Également, le travail photographique de Dana Claxton, une Autochtone hunkpapa lakota sioux qui a déjà fait l'objet d'une exposition au Musée des beaux-arts du Canada (MBAC) et qui jouit d'une belle réputation au Canada et sur la scène internationale.

«On pourra voir la totalité de The Mustang Suite, une oeuvre de Dana Claxton prêtée par le MBAC», précise Tania Willard, artiste autochtone et co-commissaire de l'exposition. Il s'agit d'une série de photos de membres d'une famille lakota avec comme fil conducteur la couleur rouge, sacrée chez les Lakota.

On avait vu, au printemps dernier, sa splendide robe de papier clore l'exposition Porter son identité - La collection Premiers Peuples au Musée McCord. L'artiste anishinaabe Maria Hupfield sera également présente au MACM avec une nouvelle oeuvre, précise Tania Willard.

Artistes du street art, l'Haida Corey Bulpitt et l'Ojibway Larissa Healey (Gurl23) feront une démonstration des liens qui unissent graffiti et art autochtone.

«Les murales de Corey Bulpitt sont stupéfiantes, dit Tania Willard.
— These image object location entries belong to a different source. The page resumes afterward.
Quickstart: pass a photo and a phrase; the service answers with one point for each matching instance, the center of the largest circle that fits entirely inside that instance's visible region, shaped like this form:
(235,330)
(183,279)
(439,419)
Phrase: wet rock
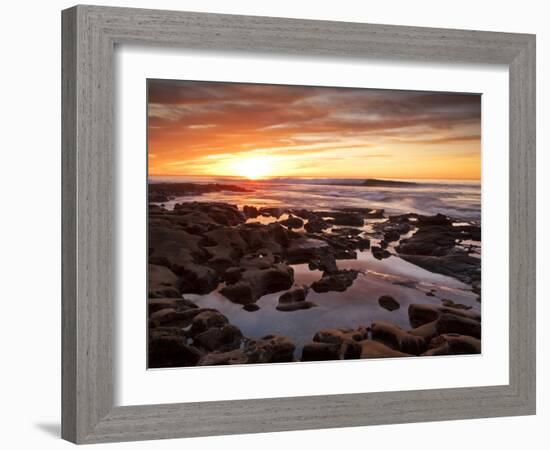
(261,259)
(226,338)
(232,275)
(179,304)
(304,250)
(340,335)
(228,247)
(452,323)
(380,253)
(338,281)
(391,235)
(375,349)
(163,316)
(295,306)
(168,348)
(449,303)
(162,282)
(197,279)
(292,222)
(453,344)
(255,283)
(270,349)
(250,212)
(220,213)
(426,331)
(273,237)
(396,338)
(325,262)
(207,319)
(345,218)
(346,340)
(273,212)
(420,314)
(223,358)
(320,351)
(388,302)
(316,225)
(251,307)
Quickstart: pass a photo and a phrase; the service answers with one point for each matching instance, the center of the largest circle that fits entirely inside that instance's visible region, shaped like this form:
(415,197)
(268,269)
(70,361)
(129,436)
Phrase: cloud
(188,121)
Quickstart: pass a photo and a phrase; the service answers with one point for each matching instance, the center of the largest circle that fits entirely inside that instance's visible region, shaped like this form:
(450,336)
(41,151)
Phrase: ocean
(460,199)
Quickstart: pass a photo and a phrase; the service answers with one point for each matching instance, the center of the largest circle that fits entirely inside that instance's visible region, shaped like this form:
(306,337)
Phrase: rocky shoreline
(248,252)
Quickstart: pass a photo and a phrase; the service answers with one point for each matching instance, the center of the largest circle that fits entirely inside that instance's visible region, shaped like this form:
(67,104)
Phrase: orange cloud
(206,128)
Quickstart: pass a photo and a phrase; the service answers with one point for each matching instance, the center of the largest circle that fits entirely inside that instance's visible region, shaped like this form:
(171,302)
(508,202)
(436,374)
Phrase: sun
(253,167)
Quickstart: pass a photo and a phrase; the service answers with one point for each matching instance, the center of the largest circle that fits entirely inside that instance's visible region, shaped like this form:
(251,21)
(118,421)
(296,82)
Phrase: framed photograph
(277,224)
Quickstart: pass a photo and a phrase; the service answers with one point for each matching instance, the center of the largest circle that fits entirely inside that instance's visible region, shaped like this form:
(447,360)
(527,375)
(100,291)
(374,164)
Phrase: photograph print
(289,224)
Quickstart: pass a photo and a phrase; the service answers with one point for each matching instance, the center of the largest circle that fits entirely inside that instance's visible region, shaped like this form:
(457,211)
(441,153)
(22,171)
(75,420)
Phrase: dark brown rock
(375,349)
(207,319)
(396,338)
(168,348)
(162,282)
(292,222)
(320,351)
(338,281)
(270,349)
(226,338)
(388,302)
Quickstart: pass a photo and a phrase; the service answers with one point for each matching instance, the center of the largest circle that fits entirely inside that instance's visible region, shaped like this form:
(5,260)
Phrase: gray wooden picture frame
(90,34)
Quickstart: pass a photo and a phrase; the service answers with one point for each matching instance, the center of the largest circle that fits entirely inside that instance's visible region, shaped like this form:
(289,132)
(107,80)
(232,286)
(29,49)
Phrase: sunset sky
(261,131)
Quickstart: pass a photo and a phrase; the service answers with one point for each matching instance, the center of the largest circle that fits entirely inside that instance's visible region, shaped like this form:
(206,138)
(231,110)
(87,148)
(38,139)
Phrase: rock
(167,348)
(338,281)
(255,283)
(273,212)
(453,344)
(388,302)
(240,292)
(163,316)
(232,275)
(345,218)
(207,319)
(325,263)
(396,338)
(179,304)
(223,358)
(289,307)
(292,222)
(250,212)
(452,323)
(391,235)
(449,303)
(316,225)
(374,349)
(273,237)
(294,300)
(225,247)
(270,349)
(198,279)
(261,259)
(426,331)
(296,295)
(435,246)
(347,340)
(226,338)
(380,253)
(251,307)
(306,250)
(162,282)
(420,314)
(320,351)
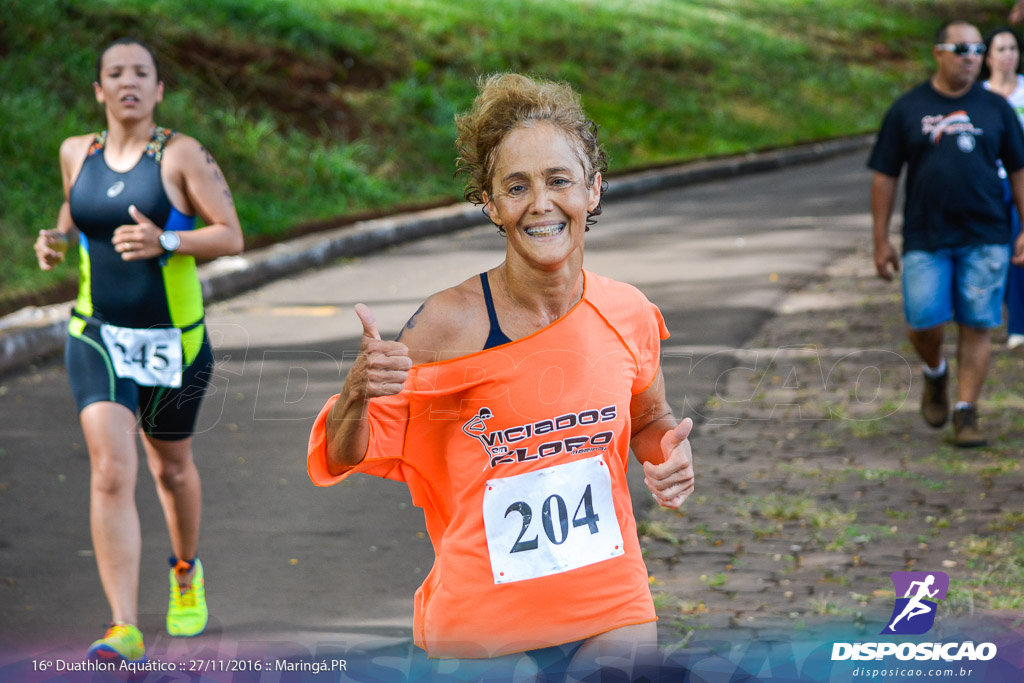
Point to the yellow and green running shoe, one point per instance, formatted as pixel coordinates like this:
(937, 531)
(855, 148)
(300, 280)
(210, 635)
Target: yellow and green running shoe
(186, 612)
(123, 641)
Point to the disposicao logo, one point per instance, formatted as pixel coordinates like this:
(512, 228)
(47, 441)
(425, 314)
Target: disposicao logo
(914, 612)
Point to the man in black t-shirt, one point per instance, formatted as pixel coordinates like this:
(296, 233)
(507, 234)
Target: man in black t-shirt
(949, 131)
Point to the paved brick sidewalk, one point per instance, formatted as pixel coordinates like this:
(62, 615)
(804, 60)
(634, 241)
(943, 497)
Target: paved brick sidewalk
(817, 478)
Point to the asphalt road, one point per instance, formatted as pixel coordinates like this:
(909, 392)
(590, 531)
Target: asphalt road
(291, 567)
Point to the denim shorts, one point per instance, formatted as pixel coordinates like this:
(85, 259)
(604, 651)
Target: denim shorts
(965, 284)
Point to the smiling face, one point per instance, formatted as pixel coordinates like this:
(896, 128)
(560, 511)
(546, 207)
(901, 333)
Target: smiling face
(1003, 56)
(539, 194)
(128, 84)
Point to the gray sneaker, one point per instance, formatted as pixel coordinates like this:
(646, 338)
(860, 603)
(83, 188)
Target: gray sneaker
(967, 432)
(935, 399)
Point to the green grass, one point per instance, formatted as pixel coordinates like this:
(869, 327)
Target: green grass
(317, 109)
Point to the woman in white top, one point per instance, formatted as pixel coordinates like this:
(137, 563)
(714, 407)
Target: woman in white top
(1000, 74)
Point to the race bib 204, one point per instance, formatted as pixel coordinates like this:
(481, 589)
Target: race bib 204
(551, 520)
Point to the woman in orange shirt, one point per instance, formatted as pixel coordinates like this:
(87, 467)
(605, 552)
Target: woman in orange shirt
(509, 403)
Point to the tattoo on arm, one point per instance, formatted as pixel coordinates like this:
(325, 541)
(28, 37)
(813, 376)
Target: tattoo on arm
(411, 324)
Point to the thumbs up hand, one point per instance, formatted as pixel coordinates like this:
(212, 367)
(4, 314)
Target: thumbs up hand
(382, 367)
(138, 241)
(672, 480)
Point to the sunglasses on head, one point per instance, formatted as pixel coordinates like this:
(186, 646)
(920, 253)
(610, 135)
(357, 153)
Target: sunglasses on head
(962, 49)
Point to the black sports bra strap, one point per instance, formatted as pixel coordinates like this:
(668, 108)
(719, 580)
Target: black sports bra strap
(495, 337)
(492, 313)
J'ai été envoûtée par ses oeuvres créées dans les rues de Vancouver. Son travail représente vraiment cette transition entre l'art que les autochtones ont, bec et ongles, cherché à maintenir en vie et ces nouvelles formes d'art qui se sont adaptées aux nouveaux médiums tels que le graffiti.»
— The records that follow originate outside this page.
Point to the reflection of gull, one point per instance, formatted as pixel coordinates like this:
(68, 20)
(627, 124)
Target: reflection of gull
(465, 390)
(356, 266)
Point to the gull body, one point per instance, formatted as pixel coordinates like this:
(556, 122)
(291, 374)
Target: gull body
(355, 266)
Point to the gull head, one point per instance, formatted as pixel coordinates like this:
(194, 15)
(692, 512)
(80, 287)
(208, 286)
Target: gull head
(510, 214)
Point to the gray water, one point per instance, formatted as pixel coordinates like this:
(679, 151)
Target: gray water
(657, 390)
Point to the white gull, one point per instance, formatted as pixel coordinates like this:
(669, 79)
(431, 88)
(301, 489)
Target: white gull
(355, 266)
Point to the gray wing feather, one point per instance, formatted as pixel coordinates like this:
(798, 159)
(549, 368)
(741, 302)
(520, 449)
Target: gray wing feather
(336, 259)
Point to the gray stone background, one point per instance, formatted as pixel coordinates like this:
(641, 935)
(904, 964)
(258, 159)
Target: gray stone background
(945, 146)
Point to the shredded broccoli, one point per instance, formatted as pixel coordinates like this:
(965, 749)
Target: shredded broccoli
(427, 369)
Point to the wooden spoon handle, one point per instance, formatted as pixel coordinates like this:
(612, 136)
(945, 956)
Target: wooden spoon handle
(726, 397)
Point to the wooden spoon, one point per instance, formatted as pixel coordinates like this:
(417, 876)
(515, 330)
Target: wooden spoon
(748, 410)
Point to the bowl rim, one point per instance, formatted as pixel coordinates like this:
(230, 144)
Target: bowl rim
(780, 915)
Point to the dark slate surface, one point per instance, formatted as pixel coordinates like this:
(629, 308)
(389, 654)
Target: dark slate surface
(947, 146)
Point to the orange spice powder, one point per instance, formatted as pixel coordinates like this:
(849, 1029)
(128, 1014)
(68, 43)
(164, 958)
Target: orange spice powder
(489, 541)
Basé maintenant à Montréal, Sonny Assu, de la nation we wai kai (Colombie-Britannique), présentera aussi une installation. Tout comme Duane Linklater, le vidéaste cri de l'Ontario qui vient de remporter cette semaine le prix Sobey de cette année et qui aura deux oeuvres au musée.

«Il y a des gens qui seront là comme madeskimo, dont on va entendre parler encore dans les années à venir, à la fois sur la scène des arts visuels et sur la scène musicale, ajoute Mark Lanctôt. C'est un artiste vraiment intéressant.»

Nicholas Galanin, l'artiste Tlingit/Aleut établi en Alaska, présentait des sculptures magnifiques au Musée des beaux-arts du Canada, l'été dernier, lors de l'exposition Sakahán. Il sera à Montréal avec une double production vidéo dans laquelle des danseurs s'expriment en combinant musique traditionnelle autochtone et danse contemporaine ou musique contemporaine et danse autochtone.

«La projection de Nicholas Galanin qui s'appelle Tsu Heidei Shugaxtutaan Part 1 and Part 2 évoque les thèmes de cette exposition, dit Tania Willard. Le passé et le présent, nos ancêtres, la vie moderne et les rencontres fécondes qui surgissent de tout ça.»

«Nicholas vient de gagner une bourse importante aux États-Unis, ajoute Mark Lanctôt. Il présente une vidéo vraiment sublime. C'est un peu la richesse de cette exposition, soit de présenter des pratiques tous azimuts et vraiment intéressantes.»

Beat Nation: art, hip-hop et culture autochtone, du 17 octobre au 5 janvier au MACM.